Yoga Nidra is a practice commonly described as a very deep form of meditation. It’s literal translation means, “Yogic Sleep” but the practitioner’s goal is to remain consciously awake throughout the experience. Among its many benefits include: reducing mental, physical, and emotional stress; elimination of adrenal fatigue, headaches, and migraines; balancing of brain hemispheres, decrease in muscle tension, and improved clarity of mind.
When we begin the practice of Yoga Nidra, we lay flat on our back in a posture known as “Shivasana” or “Corpse Pose” with our arms and legs slightly splayed out at a slight angle from the center of our body. The goal in Shivasana is to completely settle in to your position and resist any urge to move. Just be.
Throughout the process of Yoga Nidra, the help of a guide or a guided recording leads us through a series of instructions and descriptive visualizations that usher the mind from whatever state we are in when we begin the practice on down through the various levels of brain wave functionality.
In our regular daily routines, many of us in the Western world will find ourselves naturally leaning towards the higher end of the Beta wave (14-30 cycles per second) bracket in which the mind is in a restless, anxious, and overall stressed out state. However, normal waking consciousness is at about 14 cycles per second.
In the next window of consciousness, Alpha waves (7-13 cycles per second) accompany a more relaxed and peaceful state of being. It is here where the brain releases endorphins, hormones, and neuro-chemicals that produce an overall calming sensation. Theta waves (4-8 cycles per second) cover the range in which we typically fall asleep. Here, the body begins to heal and rejuvenate itself during rest cycles. While practicing Yoga Nidra, we access this range of brain waves while still consciously awake. This takes practice for many including myself who have drifted to sleep but still gained the baseline health benefits of the practice.

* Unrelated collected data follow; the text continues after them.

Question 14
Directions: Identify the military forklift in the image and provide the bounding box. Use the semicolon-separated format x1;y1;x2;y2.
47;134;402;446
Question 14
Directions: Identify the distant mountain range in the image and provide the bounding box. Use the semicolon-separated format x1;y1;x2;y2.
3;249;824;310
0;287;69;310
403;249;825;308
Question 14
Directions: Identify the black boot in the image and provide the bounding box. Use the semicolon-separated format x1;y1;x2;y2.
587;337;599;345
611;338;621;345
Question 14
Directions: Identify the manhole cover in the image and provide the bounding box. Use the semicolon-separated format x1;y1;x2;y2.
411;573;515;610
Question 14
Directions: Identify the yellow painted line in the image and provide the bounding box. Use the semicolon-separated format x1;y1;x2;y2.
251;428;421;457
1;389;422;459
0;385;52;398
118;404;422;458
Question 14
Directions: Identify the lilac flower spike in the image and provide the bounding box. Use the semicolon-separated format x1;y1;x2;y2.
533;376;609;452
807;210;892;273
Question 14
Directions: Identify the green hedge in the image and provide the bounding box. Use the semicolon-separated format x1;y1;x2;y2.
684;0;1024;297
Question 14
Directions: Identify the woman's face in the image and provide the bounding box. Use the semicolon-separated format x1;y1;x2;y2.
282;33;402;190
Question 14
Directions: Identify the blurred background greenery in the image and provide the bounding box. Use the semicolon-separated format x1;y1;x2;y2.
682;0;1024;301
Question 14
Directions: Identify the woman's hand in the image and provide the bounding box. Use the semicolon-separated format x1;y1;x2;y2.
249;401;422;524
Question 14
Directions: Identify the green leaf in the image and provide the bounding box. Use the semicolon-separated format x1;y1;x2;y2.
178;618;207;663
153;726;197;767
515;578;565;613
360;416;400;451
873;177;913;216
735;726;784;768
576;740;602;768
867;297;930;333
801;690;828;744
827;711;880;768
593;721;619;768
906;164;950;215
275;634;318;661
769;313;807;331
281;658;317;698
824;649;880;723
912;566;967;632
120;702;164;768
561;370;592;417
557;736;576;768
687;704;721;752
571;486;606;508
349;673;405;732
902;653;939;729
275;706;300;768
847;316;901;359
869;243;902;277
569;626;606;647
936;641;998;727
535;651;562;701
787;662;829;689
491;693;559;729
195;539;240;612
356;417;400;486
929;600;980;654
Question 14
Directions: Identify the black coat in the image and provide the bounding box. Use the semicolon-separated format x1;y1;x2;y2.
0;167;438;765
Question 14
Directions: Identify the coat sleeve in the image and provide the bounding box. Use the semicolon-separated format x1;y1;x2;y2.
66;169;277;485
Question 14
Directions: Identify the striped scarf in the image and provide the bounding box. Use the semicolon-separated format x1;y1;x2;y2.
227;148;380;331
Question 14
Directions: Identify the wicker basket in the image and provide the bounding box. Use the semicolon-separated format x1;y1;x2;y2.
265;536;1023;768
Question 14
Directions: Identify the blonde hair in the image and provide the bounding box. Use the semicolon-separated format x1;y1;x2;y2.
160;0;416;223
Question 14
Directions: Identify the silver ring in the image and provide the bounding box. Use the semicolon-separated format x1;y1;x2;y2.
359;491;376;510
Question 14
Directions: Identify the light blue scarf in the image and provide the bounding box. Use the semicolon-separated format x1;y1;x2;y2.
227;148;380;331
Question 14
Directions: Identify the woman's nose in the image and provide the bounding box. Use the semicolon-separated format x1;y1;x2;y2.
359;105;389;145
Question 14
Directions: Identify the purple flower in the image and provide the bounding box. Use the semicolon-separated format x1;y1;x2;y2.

Delta waves range from 0.5-4 cycles per second and are typically a state of deep dreamless sleep. In the practice of Yoga Nidra, it is here where we can contact our subconscious mind if we remain awake and conscious throughout this phase. The potential loss of association of having a physical body can occur and the altered state produced here has been reported by some as feeling as if they are calmly and oddly floating or submerged in a medium such as water.
Our guide in Yoga Nidra will have instructed us at the beginning to bring a “Sankalpa” (a resolve/resolution) on our inward journey. Sankalpas are very short statements phrased in the present moment to own an aspect of ourselves we wish to bolster, heal, and revitalize. By contacting these deeper states of consciousness while periodically guided to repeat our Sankalpas, we reach a state of inner contact with our deeper nature; internalizing what we desire while accepting the notion that we have to start with where we are at this present moment to begin movement towards that ideal. More on Sankalpas can be found here.
Overall Yoga Nidra is a practice that promotes numerous benefits to the mind and body, should be conducted under the supervision of an experienced guide, and requires a bit of homework and self searching beforehand to come prepared with a Sankalpa to engage with when tapping into deeper layers of the subconscious mind.